The town’s Shellfish Conservation Committee is in turmoil as panelists accuse each other of mismanaging the town’s clam beds.
The strife — on display at a Selectboard meeting Wednesday — prompted Selectboard Chairman David King to offer to have selectmen “referee” the committee’s next meeting.
Shellfish committee Chairman Dan Harrington and member Tim Larochelle alleged Wednesday that member Andy Cromwell is trying to oust Harrington as chairman.
Cromwell has accused the committee of a lack of oversight and claimed there is a lack of harvestable shellfish in town. Harrington and Larochelle disagreed, saying they’ve spent 259 volunteer hours between them, testing and seeding clam flats.
Cromwell claims undermanagement, overfishing and a lack of adequate conservation work have contributed to a decline in clam populations along the Woolwich coast.
“You guys are planting the seeds where you want them and (where) you don’t want anyone else to go,” Cromwell said.
Cromwell denied he was looking to replace Harrington — only that he is looking “to help the resource.”
Harrington and Larochelle referred selectmen to minutes from a December shellfish committee meeting, in which Cromwell is quoted as recommending “that Dan not be re-elected as chair.”
Harrington said “it is obvious to me that communication between the members of the committee is fractured to say the least.”
He said the committee, at his suggestion, had reduced the number of commercial licenses sold — from 10 resident and one nonresident to six resident and one nonresident. The panel also raised the fee from $250 to $400.
Harrington told town officials Cromwell wanted to ask the Selectboard for money to help the committee, but that the policy was to maintain the committee through license fees.

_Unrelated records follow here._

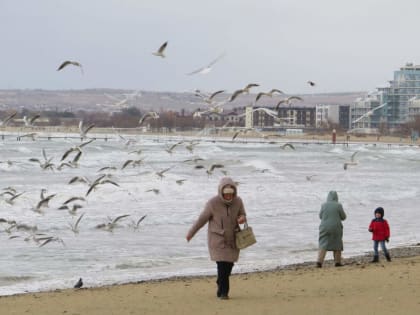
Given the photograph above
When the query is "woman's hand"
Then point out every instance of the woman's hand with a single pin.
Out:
(241, 219)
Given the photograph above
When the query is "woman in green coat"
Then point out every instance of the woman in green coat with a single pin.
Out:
(331, 229)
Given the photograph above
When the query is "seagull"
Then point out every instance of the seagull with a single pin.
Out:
(259, 95)
(287, 145)
(309, 177)
(43, 203)
(6, 120)
(351, 162)
(100, 182)
(244, 90)
(133, 163)
(149, 115)
(11, 200)
(172, 147)
(30, 122)
(208, 98)
(161, 50)
(136, 225)
(112, 223)
(75, 227)
(73, 210)
(213, 167)
(78, 284)
(84, 130)
(155, 190)
(28, 135)
(69, 62)
(180, 181)
(77, 148)
(207, 69)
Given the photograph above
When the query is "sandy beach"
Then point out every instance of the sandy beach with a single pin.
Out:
(359, 287)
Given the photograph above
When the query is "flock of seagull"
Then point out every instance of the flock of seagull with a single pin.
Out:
(72, 159)
(208, 99)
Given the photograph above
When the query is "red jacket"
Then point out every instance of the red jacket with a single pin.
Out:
(380, 229)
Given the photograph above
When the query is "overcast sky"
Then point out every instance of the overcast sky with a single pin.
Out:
(341, 45)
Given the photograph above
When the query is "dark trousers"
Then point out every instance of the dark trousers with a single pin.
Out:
(224, 270)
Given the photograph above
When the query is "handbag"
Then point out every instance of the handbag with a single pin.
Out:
(245, 237)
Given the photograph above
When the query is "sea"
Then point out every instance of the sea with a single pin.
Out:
(131, 225)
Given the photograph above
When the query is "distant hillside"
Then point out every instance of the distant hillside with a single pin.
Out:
(114, 99)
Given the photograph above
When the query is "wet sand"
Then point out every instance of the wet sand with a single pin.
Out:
(359, 287)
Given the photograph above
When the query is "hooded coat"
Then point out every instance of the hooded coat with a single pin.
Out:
(331, 228)
(221, 216)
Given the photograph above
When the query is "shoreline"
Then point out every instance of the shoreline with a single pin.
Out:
(341, 139)
(406, 251)
(359, 286)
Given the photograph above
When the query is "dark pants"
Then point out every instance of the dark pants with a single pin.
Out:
(224, 270)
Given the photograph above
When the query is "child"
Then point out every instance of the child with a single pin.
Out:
(380, 233)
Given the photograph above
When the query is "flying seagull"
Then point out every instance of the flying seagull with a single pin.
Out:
(207, 69)
(288, 100)
(84, 130)
(161, 50)
(69, 62)
(78, 284)
(30, 122)
(259, 95)
(149, 115)
(244, 90)
(6, 120)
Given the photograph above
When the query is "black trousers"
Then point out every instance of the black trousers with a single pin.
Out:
(224, 270)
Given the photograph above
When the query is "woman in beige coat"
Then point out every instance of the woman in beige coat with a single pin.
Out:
(223, 213)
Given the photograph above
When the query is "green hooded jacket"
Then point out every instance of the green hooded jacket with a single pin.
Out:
(331, 228)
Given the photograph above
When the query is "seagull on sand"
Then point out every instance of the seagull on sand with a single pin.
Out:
(6, 120)
(69, 62)
(207, 69)
(352, 161)
(161, 50)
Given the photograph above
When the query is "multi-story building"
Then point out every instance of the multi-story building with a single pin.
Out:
(366, 112)
(413, 108)
(404, 86)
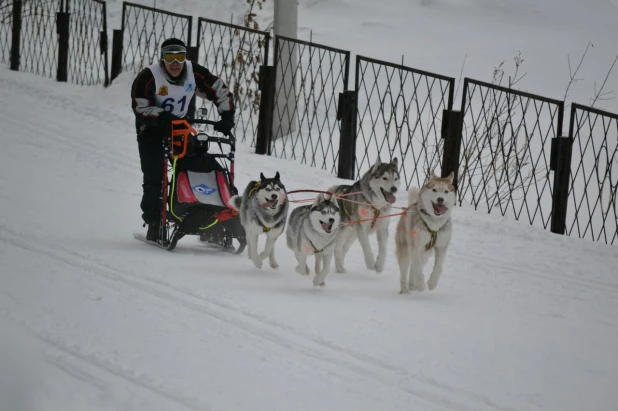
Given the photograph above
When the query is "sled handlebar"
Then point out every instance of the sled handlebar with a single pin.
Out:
(181, 129)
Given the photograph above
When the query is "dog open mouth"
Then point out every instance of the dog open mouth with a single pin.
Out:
(439, 209)
(272, 204)
(388, 196)
(328, 227)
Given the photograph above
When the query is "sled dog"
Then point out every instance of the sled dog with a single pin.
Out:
(263, 209)
(425, 229)
(312, 230)
(376, 187)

Harrington continued that, as a harvester who spends a lot of time on the mud, his seeding work has been a huge success. “If continued,” he said, “this will help to sustain the clamming in this town for a long time to come.”
Larochelle said he has turned over many sections of mud and found plenty of clams.
No flats were open in town when he joined the committee two years ago, he said. Now, Montsweag Bay is open and Brookings Bay is open on a seasonal basis.
“Andy wants to close Montsweag Bay and have someone reseed it, which has already been done,” Larochelle said. “We have no dead mud. Period.”
King said selectmen have “no intention of replacing the committee chairman. “This needs to be settled by the committee,” he said.
And he advised the trio that selectmen may sit in on their next meeting, scheduled for 6 p.m. on Feb. 5.
“One or two of us can come and act as referees if you want,” King said.